What are your favorite pieces based on historical scenarios? I recently listened to Moses und Aron by Schoenberg and it blew me away.


----------



## Art Rock (Nov 28, 2009)

Historical is not what I would call Moses and Aaron.

I'm thinking more of something like Prokofiev's cantata Alexander Nevsky.


----------



## WildThing (Feb 21, 2017)

Mussorgsky's Boris Godunov, Adam's Nixon in China...


----------



## derin684 (Feb 14, 2018)

Not exactly historical, but Shostakovich's 8th quartet, Prokofiev's "War Sonatas" were composed under the influence of historical events(not historical in their time) and they are so beatiful. 

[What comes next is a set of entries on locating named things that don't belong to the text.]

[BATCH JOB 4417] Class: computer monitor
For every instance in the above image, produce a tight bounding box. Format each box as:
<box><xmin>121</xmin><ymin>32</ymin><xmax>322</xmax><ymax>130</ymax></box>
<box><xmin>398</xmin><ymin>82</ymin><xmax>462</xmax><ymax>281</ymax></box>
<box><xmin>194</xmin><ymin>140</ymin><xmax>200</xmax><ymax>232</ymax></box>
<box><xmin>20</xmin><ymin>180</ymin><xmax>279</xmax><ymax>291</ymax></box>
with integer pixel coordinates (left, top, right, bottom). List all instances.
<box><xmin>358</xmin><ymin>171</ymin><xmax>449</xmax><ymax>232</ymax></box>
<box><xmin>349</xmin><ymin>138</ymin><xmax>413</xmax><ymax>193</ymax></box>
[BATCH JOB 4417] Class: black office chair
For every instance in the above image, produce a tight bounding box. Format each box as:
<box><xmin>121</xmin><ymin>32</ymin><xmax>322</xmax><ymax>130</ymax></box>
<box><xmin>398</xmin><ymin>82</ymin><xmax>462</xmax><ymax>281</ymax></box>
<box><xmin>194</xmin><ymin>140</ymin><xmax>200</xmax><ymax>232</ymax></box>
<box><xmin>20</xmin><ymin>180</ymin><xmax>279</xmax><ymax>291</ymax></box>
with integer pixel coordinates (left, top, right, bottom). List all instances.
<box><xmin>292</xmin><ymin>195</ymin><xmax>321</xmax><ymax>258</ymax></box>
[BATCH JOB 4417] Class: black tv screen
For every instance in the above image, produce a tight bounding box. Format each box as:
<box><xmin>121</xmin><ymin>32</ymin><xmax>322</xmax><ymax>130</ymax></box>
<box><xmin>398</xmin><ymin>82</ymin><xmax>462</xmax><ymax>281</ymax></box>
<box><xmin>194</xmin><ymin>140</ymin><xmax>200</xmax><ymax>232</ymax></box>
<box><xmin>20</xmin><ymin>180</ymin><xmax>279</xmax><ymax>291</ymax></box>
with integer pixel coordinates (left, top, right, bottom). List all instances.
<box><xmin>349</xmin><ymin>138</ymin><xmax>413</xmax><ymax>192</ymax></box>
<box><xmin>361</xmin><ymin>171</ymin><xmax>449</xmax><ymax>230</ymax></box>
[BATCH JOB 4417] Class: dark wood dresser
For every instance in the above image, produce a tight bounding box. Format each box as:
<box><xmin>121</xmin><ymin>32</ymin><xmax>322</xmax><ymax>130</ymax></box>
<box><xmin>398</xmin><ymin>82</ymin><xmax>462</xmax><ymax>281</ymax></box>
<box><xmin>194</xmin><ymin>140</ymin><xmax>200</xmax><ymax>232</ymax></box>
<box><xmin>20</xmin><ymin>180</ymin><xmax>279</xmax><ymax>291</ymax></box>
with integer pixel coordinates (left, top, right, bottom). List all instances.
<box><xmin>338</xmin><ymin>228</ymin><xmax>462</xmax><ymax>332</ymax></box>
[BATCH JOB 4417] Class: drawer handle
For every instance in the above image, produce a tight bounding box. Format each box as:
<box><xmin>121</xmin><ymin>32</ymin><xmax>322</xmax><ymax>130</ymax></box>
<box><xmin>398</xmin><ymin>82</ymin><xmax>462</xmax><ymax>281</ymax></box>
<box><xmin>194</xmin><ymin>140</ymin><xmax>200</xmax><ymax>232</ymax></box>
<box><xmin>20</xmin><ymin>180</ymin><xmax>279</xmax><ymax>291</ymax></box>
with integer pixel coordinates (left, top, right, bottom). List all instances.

Other than that, do Bach's religious works count(such as Cantatas,Passions,Masses)?


----------



## David Phillips (Jun 26, 2017)

Meyerbeer's Les Huguenots - historically doubtful but great fun.


----------



## Mandryka (Feb 22, 2013)

...............


----------



## mbhaub (Dec 2, 2016)

One of my favorites is a real rarity: *The Homeric Symphony by Lodewijk Mortelmans*. It's a long (43 min) impression of ideas taken from the Iliad and Odyssey - but it's really just a well written, tuneful, gorgeously orchestrated symphony that should be better known.


----------



## Bulldog (Nov 21, 2013)

Mandryka said:


> Biber's History Sonatas maybe


That's a cute one.


----------